Experimental Elementary Particle Physics

Experimental elementary particle physics

Professor Harold Evans explores questions such as: “Why is there mass?” and “Why do the four fundamental forces in nature appear to be different?”

Associate Professor Sabine Lammers studies the strong nuclear force, the force that keeps nuclei stable, and the weak nuclear force, which is responsible for the interactions that power the sun.

Senior Scientist Frederick Luehring works on software and computing for the ATLAS high energy physics (HEP) experiment at CERN’s Large Hadron Collider (LHC).

Assistant Professor Christopher Meyer researches high-energy physics at the Large Hadron Collider using the ATLAS detector. His primary goal is to understand the fundamental constituents of our universe, and the forces that govern them.

Professor Mark Messier focuses his research on the experimental study of neutrinos, serves as co-spokesperson for the NOvA experiment, and is a member of the MINOS and MIPP collaborations.

Professor James Musser's research includes work in both experimental neutrino physics and particle astrophysics. Jim’s particle astrophysics program involves measurements of the abundance of cosmic ray radioactive isotopes, which can be used to establish the characteristic timescale for the confinement of cosmic rays in the galaxy.

Professor Matthew Shepherd's group has focused on studying the spectrum of light quark mesons using data that are being collected at the BESIII experiment in at the Institute for High Energy Physics in Beijing and the GlueX experiment at Jefferson Lab.

Professor Rex Tayloe investigates the properties and interactions of neutrinos. This includes both the phenomenon of neutrino oscillations as well as using the neutrino to probe the structure of the nucleon and nucleus.
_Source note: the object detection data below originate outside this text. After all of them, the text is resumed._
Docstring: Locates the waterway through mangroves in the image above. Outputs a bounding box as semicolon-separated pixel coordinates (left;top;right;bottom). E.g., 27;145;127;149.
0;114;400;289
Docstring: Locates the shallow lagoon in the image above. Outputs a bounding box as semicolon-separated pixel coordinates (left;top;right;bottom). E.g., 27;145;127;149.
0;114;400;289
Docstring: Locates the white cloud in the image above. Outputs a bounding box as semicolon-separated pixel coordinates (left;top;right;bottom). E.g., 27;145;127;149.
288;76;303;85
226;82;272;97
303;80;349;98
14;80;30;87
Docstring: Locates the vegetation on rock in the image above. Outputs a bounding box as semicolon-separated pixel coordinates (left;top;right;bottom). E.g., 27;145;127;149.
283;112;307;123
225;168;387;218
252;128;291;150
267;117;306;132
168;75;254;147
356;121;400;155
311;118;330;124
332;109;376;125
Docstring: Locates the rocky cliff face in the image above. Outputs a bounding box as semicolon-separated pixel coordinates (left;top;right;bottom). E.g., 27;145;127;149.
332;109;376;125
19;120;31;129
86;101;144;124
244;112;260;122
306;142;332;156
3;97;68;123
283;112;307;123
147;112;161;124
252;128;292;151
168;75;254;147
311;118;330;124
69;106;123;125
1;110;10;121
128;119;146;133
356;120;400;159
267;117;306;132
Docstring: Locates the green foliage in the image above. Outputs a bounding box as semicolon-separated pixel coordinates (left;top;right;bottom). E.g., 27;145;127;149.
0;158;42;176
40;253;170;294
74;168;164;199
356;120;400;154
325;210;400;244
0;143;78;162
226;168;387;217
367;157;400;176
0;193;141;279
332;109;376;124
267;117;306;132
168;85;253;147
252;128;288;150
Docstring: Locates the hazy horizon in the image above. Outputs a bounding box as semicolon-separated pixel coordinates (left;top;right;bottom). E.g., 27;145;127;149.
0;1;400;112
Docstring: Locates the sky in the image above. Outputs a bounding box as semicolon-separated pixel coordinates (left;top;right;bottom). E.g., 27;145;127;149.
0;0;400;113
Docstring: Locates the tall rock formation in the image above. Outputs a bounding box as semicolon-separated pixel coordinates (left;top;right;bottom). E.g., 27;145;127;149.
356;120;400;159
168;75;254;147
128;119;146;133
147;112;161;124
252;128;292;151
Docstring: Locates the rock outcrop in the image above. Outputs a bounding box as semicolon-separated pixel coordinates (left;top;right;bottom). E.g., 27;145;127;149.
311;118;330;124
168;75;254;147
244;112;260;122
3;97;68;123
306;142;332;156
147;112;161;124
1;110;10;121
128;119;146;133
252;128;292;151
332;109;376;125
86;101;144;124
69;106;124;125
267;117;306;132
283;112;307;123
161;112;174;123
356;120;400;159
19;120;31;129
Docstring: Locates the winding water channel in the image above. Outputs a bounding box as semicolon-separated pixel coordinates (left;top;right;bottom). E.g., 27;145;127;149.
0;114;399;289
Professor Jon Urheim's research interests include flavor physics and the weak interaction physics of heavy quarks and leptons; strong interaction physics of hadrons; and searches for non-Standard Model physics via rare processes.

Professor Rick Van Kooten's primary research interests concentrate on the study of particles containing b quarks and searches for new particles not described by our current Standard Model, such as those predicted by Supersymmetry and the "missing link" of the Standard Model: the Higgs boson.
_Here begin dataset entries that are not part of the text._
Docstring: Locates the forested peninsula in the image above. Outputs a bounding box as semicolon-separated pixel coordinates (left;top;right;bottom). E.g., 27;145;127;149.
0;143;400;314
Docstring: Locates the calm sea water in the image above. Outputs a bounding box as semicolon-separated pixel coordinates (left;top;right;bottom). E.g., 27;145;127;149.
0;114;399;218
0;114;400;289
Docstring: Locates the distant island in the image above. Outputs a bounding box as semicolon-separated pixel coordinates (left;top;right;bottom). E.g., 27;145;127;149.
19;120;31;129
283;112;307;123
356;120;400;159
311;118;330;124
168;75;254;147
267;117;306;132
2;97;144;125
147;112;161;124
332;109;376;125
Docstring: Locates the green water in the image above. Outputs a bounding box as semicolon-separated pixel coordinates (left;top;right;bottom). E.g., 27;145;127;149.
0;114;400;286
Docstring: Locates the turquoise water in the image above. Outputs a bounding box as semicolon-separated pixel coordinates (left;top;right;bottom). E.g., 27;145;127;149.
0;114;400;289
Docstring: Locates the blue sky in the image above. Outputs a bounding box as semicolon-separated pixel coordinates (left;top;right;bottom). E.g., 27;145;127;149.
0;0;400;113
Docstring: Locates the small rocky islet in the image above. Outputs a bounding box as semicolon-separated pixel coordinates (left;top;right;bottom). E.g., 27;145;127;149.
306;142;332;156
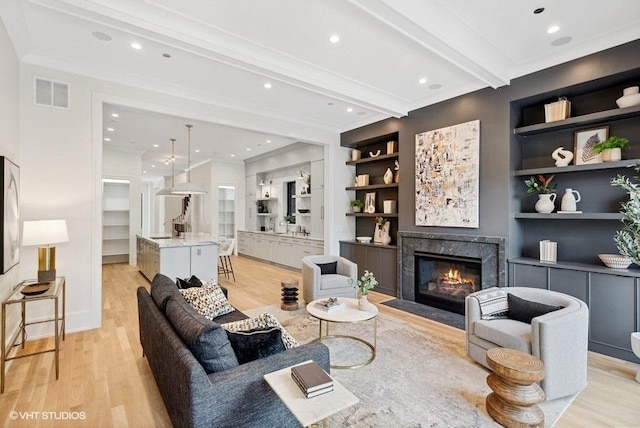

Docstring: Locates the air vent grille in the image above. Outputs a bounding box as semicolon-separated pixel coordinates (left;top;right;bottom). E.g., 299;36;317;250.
34;77;69;109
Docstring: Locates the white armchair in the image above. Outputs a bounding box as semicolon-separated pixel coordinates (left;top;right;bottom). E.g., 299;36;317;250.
302;255;358;303
465;287;589;400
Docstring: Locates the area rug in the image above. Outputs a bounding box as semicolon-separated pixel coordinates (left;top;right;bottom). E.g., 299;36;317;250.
382;299;464;330
243;306;575;428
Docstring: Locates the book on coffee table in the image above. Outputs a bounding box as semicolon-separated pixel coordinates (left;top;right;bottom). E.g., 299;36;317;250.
291;361;333;398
The ATLAS experiment is a large general-purpose detector designed to discover the origin of electroweak symmetry breaking and new physics. Located at CERN, the world’s premier high-energy accelerator—the Large Hadron Collider—produces proton collisions at 13 TeV (13,000,000,000,000 electron volts) energy. This five story high detector, weighing approximately 7000 tons, discovered the Higgs boson in 2012 and our group continues to search for new physics with the data it collects.


The D0 experiment operated at the Fermilab Tevatron Collider for two decades before shutting down in 2011 when the LHC turned on. Important legacy measurements included the discovery of the top quark and studies of the strong interaction, electroweak boson properties, and the physics of hadrons containing heavy quarks. The searches for the Higgs boson and evidence for physics beyond the standard Model established many of the methods later employed by the higher energy LHC. Since the end of data taking, D0 has capitalized upon the more benign operating conditions and the proton-antiproton initial state to add important new understanding of the electroweak interaction and the structure of hadrons containing more than the minimum number of quarks.


The GlueX experiment involves 120 physicists searching for new types of particles called hybrid mesons. Hybrid mesons are expected to emerge from the unique features of the theory of the strong interaction, and therefore, their discovery and study would provide insight into how the workings on the strong interaction. GlueX utilized polarized photo production Jefferson Lab to search for these new particles.


The BESIII experiment uses electron-positron collisions to produce particles composed of charm and anti-charm quarks. The properties of these particles, and the ways they decay, hold lessons about the fundamental forces in nature. The BESIII experiment began in 2009 and continues to collect data at the Beijing Electron Positron Collider in China.